“Carefully determine what pleases the Lord.” (Ephesians 5:10, NLT)
While we are living in this world, each one of us has twenty-four hours each day. That doesn’t seem like so much until you break it down and discover it represents 1,440 minutes! That’s a lot of minutes … and we all have the same amount to use. We may have different talents, and the amount of treasure varies from person to person, but we all have the same amount of time. And the basic question I have for you here is: In what ways are you using the time God has given to you in this world? Think about that for a few of your valuable minutes. Really! What are you presently using your time for? Are you frantically trying to cram in all of your commitments? Are you spending too much time on frivolous things? Are the things you are pursuing bringing you joy—or exhaustion? And if you are honest, how much of your time are you using up on perishable pursuits, and how much are you investing in God’s kingdom for eternal purposes?
Longevity of life is not really the issue here. Some people live very long lives and never accomplish anything of significance, while others accomplish a great deal in a very short amount of time. What is important is that we accomplish what we are supposed to in the amount of time we are given.
In many ways, time is like money. I didn’t say time is money, I said time is like money. It is a resource, a valuable one at that, and it is available to us to use in whatever way we choose.
With money, we all have fixed expenditures: housing, utilities, food, clothing, transportation. Many of us choose a standard of living that uses our money. We don’t often think about it in this way, but it’s true. After we pay for our fixed expenditures, whatever is left, what I call “discretionary,” we use on entertainment, eating out, vacations, and hopefully, ministry. All of this requires decisions.
The same is true of our time. We all have fixed “expenditures” with our time: a certain amount of sleep, regular work, eating, including whatever preparation is needed, and obligations to our families. The time we have left we see as discretionary, we can “spend” it on whatever we choose. However, one important factor to consider is that the lifestyle standard that we currently have for our “fixed” expenditures, whether that expenditure is money or time, directly affects what we have “left over.”

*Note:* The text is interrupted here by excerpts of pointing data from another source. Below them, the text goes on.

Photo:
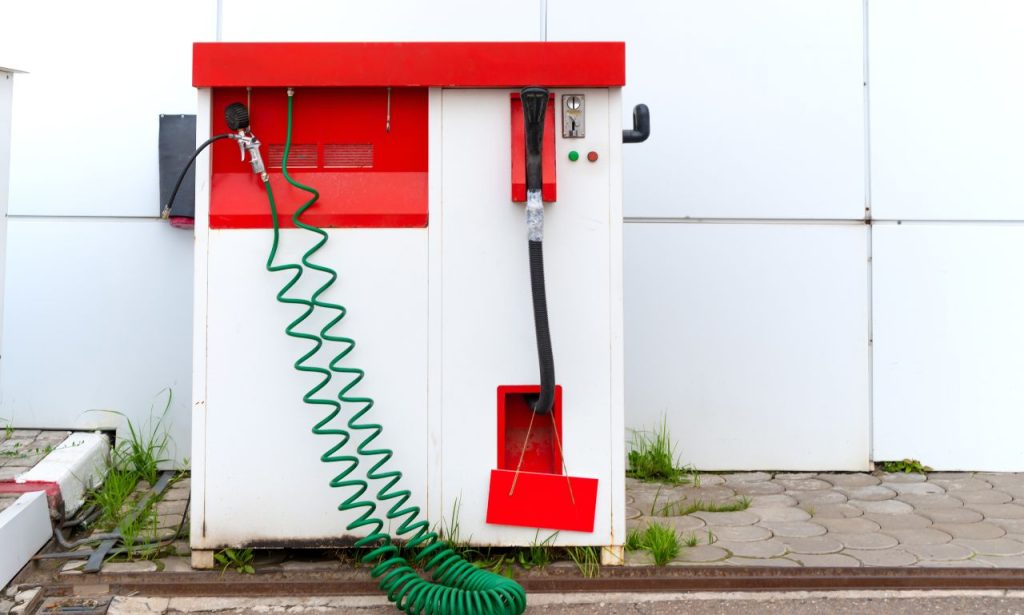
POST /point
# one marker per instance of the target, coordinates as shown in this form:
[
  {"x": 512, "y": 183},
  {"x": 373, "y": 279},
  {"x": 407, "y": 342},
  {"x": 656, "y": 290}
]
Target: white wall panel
[
  {"x": 381, "y": 20},
  {"x": 949, "y": 345},
  {"x": 6, "y": 90},
  {"x": 97, "y": 316},
  {"x": 757, "y": 106},
  {"x": 753, "y": 341},
  {"x": 947, "y": 89},
  {"x": 87, "y": 116}
]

If I have a lifestyle that requires a lot of money, there isn’t much left over for anything else. If I have a lifestyle that requires a lot of my time, either for work or even a lot of “stuff” to maintain, I won’t have a lot of time for other important things. So we see that our discretionary time is also directly affected by the choices we make regarding our fixed commitments. We often feel like we don’t have any choices, but we always do.
What possibilities has God put in front of you to use your time for him??
Converterlators are thoughtful, disciplined, and intentional with the use of their time.